Unfortunately these sorts of complexities are not calculated into simplistic analyses like Forbes' annual Tax Misery Index, which shows European nations as the most "miserable" and the low-tax United States happy as a clam down near the bottom on their index -- right next to Indonesia, Malaysia and the Philippines. That's because the Forbes Tax Misery Index only takes into account income tax, Social Security or retirement tax, corporate tax, sales tax or VAT and a few other minor taxes. It doesn't consider the vast amounts that Americans are paying out-of-pocket, nor what people are receiving for those payments in terms of supports for families and individuals.

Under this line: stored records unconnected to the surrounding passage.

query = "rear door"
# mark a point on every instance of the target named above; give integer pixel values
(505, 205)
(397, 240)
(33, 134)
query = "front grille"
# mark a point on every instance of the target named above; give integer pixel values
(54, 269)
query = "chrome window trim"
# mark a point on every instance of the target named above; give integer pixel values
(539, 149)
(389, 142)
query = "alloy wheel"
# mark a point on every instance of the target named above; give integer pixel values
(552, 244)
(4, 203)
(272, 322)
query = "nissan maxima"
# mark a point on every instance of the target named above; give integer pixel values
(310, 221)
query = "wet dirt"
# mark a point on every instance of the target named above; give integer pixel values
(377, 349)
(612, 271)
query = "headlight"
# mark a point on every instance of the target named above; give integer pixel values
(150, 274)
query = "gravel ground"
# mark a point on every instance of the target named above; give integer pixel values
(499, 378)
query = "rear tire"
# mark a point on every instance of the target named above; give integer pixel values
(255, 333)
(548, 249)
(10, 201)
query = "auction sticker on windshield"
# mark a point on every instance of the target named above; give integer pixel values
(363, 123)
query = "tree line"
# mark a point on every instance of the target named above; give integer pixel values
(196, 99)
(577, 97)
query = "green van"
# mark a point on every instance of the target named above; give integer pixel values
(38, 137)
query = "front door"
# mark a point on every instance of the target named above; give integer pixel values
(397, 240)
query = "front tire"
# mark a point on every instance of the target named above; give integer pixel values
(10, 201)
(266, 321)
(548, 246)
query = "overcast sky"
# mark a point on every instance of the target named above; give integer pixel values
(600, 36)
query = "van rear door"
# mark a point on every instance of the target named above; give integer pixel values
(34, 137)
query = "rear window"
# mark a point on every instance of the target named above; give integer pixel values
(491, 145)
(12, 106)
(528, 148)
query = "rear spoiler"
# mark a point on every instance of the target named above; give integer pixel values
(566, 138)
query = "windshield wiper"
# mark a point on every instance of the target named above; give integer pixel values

Ideologically-bound Americans counter that, at least in the U.S. it is discretionary about whether or not you purchase these services. The government isn't picking your pocket through higher taxes or forcing you to purchase any particular form of assistance. That's undeniably true. But in this economically insecure age, are services like health care, higher education or some kind of skilled job training, child care, sick leave, parental leave, retirement and senior care really discretionary? Or are they increasingly essential to ensure healthy, happy and productive families and employees?
An extreme tax-phobic position also ignores sound economic arguments about the most efficient way to organize the agencies and bureaucracies that people increasingly depend upon. Because the Germans, Swedes, Canadians and Japanese collect sufficient revenue via taxes, they can use that money to design comprehensive webs of "social insurance" -- health care, child care, university education, senior care, and so on -- in a way that allows them to reach economies of scale and design more cost-effective bureaucracies. They often do this in partnership with the private sector, and they can offer these services for a lot less money per capita than we can in the U.S., with our very decentralized, hodgepodge systems that are inefficient and comparatively expensive. That's why Americans pay more per capita for health care, child care, university education and more. And that makes U.S. businesses less competitive compared to many of their international counterparts.